FDNY officials recover battery packs, lithium-ion cells in Queens bust
FDNY officials recover battery packs, lithium-ion cells in Queens bust 01:54

NEW YORK -- The FDNY says it busted an illegal lithium-ion battery operation in Queens.

Wilson's Electric Scooters and Sales along Queens Boulevard in Rego Park is where the FDNY says it shut down an illegal lithium-ion manufacturing operation. 

"Nobody teach me. They don't do nothing but take money, give me ticket," owner Wilson Chen said. "We want to make good quality battery for sale, so we need the sample to apply for UL license." 

"They recovered approximately 60 battery packs and hundreds of individual lithium-ion cells. Approximately 25 e-scooters and 25 combination electric and gas mopeds were also recovered," FDNY Commissioner Laura Kavanagh said.

Kavanagh said on Tuesday the FDNY's Lithium-Ion Task Force discovered the business was building battery packs from individual battery cells and replacing old ones in violation of the fire code, creating "Frankenstein batteries."

The department emphasized unregulated, tampered with, and non-certified batteries are extremely dangerous and deadly.

"They kill people, they have killed people and they will kill more people if businesses continue to operate in this manner," Kavanagh said.
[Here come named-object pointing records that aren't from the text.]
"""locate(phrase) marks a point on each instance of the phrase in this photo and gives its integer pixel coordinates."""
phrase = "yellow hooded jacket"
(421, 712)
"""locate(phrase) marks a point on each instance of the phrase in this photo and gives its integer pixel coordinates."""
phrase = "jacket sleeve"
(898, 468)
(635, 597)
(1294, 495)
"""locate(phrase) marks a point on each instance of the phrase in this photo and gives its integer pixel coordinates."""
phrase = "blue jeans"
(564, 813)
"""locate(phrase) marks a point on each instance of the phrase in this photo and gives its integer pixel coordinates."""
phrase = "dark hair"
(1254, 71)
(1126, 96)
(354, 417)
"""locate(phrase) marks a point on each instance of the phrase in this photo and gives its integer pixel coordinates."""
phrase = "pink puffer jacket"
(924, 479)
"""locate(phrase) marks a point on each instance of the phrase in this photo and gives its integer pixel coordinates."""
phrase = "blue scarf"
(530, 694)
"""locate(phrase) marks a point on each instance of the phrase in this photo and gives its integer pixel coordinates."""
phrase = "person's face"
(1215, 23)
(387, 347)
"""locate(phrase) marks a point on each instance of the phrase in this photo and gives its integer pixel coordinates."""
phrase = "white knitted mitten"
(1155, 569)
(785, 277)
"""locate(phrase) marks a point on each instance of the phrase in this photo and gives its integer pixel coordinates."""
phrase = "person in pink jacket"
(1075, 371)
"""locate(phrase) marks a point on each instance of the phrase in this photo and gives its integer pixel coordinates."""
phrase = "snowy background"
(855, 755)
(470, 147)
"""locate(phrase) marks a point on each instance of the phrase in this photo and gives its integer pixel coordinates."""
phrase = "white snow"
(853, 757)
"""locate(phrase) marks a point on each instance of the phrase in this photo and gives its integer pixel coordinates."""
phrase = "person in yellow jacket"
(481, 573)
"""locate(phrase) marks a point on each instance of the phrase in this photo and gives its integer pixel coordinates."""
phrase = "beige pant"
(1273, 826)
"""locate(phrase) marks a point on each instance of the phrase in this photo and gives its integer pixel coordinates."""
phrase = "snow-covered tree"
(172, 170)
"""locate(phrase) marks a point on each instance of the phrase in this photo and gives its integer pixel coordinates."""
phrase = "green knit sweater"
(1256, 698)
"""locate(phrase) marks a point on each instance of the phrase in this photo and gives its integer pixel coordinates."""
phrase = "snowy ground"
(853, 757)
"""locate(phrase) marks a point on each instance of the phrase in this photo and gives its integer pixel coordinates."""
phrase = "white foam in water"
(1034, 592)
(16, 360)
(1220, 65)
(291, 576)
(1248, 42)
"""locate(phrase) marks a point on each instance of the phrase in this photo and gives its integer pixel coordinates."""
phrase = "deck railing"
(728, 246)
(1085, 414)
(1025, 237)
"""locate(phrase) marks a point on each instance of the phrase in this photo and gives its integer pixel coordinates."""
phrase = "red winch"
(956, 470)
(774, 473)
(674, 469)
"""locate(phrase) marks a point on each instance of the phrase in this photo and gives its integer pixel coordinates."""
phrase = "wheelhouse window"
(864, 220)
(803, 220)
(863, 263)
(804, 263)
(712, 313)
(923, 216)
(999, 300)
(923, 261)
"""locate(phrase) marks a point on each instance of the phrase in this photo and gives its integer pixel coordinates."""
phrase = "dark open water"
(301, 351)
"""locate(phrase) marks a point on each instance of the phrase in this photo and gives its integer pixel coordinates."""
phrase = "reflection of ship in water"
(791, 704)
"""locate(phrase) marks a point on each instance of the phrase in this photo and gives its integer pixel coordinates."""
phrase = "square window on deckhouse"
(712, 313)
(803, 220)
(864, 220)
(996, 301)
Justin Yap is a customer, and lives down the street from the shop. 

"They always have the bikes parked out, kind of covering the sidewalk," he said. "That's a good thing, to have the neighborhood a little safer." 

The FDNY confirmed a fire that broke out at around 3:30 a.m. in Sunset Park, Brooklyn, was caused by a lithium-ion battery meant to power a moped.

"The person had bought that battery from somebody on the street. It was not the original battery that came with the product, so he did not know if that battery was certified or where it was manufactured," FDNY Chief Fire Marshal Daniel Flynn said.

The FDNY said it hopes the bust sends an important message.

"The message to other businesses that are operating like this will be that we will find you and we will shut you down and that what you're doing is dangerous," Kavanagh said.

The FDNY said lithium-ion batteries caused 267 fires, 150 injuries and 18 deaths in the city in 2023.